Rechtspraak
Super de Boer/werknemer
Werknemer is in 2008 in dienst getreden van Super de Boer. Op 2 december 2008 heeft hij – nadat hij op heterdaad werd betrapt tijdens het wegnemen van € 700 – twee verklaringen en een schuldbekentenis voorzien van een handgeschreven goedschrift ondertekend over door hem als kassa-medewerker gepleegde onregelmatigheden. Het totaal door hem weggenomen bedrag wordt door werknemer in deze verklaring op € 12.000 gesteld. Thans vordert Super de Boer veroordeling tot betaling van het genoemde bedrag wegens verduistering in dienstverband. In reconventie vordert werknemer een verklaring voor recht dat de bekentenissen buitengerechtelijk zijn vernietigd.
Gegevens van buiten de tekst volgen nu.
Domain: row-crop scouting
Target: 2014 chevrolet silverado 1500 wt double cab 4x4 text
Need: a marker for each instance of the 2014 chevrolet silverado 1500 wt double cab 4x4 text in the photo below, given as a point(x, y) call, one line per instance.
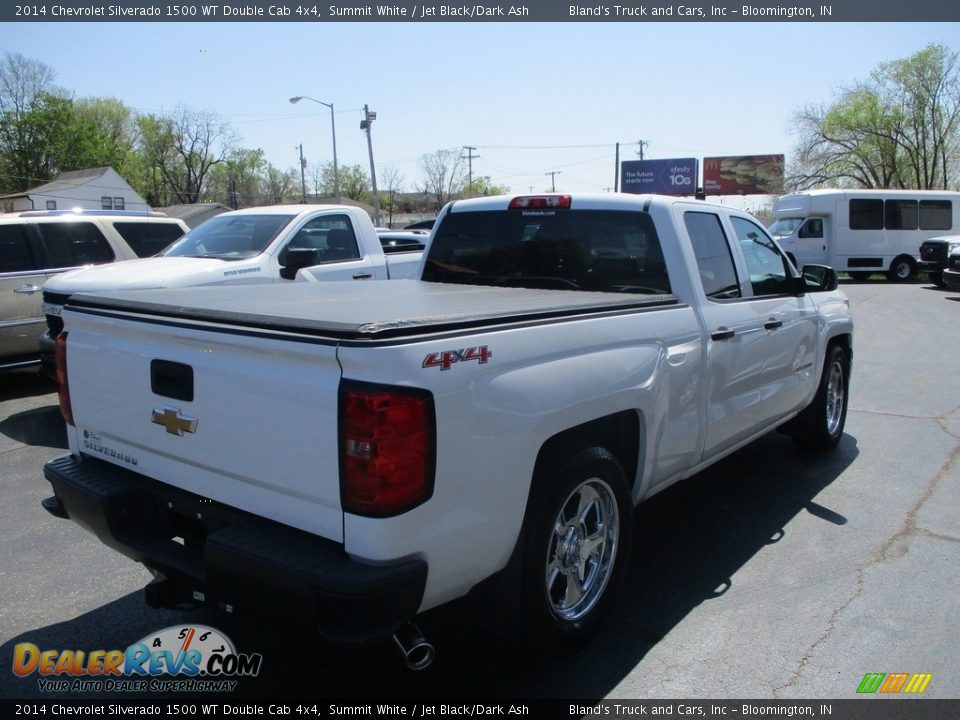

De rechtbank oordeelt als volgt. Het beroep van werknemer op misbruik van recht dan wel bedreiging faalt. Nadat werknemer op heterdaad is betrapt is met hem gesproken. De dreiging tot het doen van aangifte bij de politie is in de geschetste omstandigheden niet onrechtmatig. Voor een succesvol beroep op misbruik van omstandigheden in de zin van artikel 3:44 lid 4 BW is niet alleen vereist dat moet worden aangenomen dat werknemer onder zodanige druk is gezet door Super de Boer dat hij daardoor bewogen is tot het ondertekenen van de eerste verklaring en het schrijven van de tweede verklaring op 2 december 2008, maar ook dat Super de Boer wist of moest begrijpen dat zij werknemer had dienen te weerhouden van het ondertekenen/schrijven van de verklaringen in plaats van te bevorderen dat hij dit deed. Dat laatste is niet gesteld of anderszins gebleken. Volgt afwijzing vordering werknemer.
De verklaringen van werknemer leveren dwingend bewijs op van de juistheid van de inhoud daarvan op de voet van artikel 157 lid 2 Rv en voor wat betreft de schuldbekentenis geldt dit op de voet van artikel 158 lid 1 Rv nu deze handgeschreven in letters het bedrag van de geldsom bevat. De gevorderde verklaring voor recht dat werknemer gehouden is schade te vergoeden aan Super de Boer wordt verleend.